POLE exonuclease domain mutations were identified in 8 of 53 (15%) grade 3 endometrioid carcinomas and not in any other histotypes examined. Only 1 of the 8 grade 3 endometrioid carcinomas with POLE exonuclease domain mutation displayed deficient mismatch repair protein expression by immunohistochemistry (MSH6 loss), compared to 21 of 45 grade 3 endometrioid carcinomas with wild-type exonuclease domain. When analyzed together with published grade 3 endometrioid carcinomas by The Cancer Genome Atlas, the presence of POLE exonuclease domain mutation was associated with significantly better progression-free survival in univariate (p=0.025) and multivariate (p=0.010) analyses, such that none of the patients with POLE mutated tumors experienced disease progression
POLE exonuclease domain mutations occur in a subset of grade 3 endometrioid carcinomas and are associated with good clinical outcome. It can serve as an important prognostic molecular marker to guide the management of patients with grade 3 endometrioid carcinomas.
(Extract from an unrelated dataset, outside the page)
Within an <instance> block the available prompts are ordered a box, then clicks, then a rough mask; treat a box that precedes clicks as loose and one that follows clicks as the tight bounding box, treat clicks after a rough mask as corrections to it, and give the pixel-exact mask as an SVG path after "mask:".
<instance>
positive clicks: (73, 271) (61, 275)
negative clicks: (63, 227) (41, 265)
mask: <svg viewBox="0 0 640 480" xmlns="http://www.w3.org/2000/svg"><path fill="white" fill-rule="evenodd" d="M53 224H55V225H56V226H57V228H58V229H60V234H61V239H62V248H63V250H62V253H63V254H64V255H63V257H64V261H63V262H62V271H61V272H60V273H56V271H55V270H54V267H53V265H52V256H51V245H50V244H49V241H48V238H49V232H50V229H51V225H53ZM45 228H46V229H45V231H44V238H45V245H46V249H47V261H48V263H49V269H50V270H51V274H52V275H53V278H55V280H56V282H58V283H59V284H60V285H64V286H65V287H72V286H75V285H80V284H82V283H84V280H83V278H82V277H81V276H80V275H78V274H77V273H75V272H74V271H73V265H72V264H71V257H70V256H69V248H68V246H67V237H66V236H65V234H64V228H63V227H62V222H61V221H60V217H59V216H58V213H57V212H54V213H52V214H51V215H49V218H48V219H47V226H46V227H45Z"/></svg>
POLE 外切核酸酶结构域突变最近在一部分子宫内膜癌中发现,导致 DNA 复制过程中校对功能缺陷。本研究旨在进一步探讨 POLE 外切核酸酶结构域突变在高级别子宫内膜癌中的临床病理意义。
我们通过 Sanger 测序评估了 53 例 3 级子宫内膜样癌、25 例浆液性癌、16 例透明细胞癌和 5 例去分化癌中外切核酸酶结构域 POLE 的突变情况。我们将 POLE 突变状态与临床病理特征和分子参数相关联。采用 Kaplan-Meier 和 Cox 回归分析进行单变量和多变量生存分析。
8 例(15%)3 级子宫内膜样癌中存在 POLE 外切核酸酶结构域突变,而其他检查的组织类型均未见。8 例 POLE 外切核酸酶结构域突变的 3 级子宫内膜样癌中,只有 1 例免疫组化显示错配修复蛋白表达缺失(MSH6 缺失),而 45 例野生型外切核酸酶结构域的 3 级子宫内膜样癌中有 21 例存在该缺失。当与 The Cancer Genome Atlas 公布的 3 级子宫内膜样癌一起进行分析时,POLE 外切核酸酶结构域突变的存在与无病生存的显著改善相关(单变量分析,p=0.025;多变量分析,p=0.010),因此没有 POLE 突变肿瘤的患者发生疾病进展。
POLE 外切核酸酶结构域突变发生在一部分 3 级子宫内膜样癌中,与良好的临床结局相关。它可以作为指导 3 级子宫内膜样癌患者管理的重要预后分子标志物。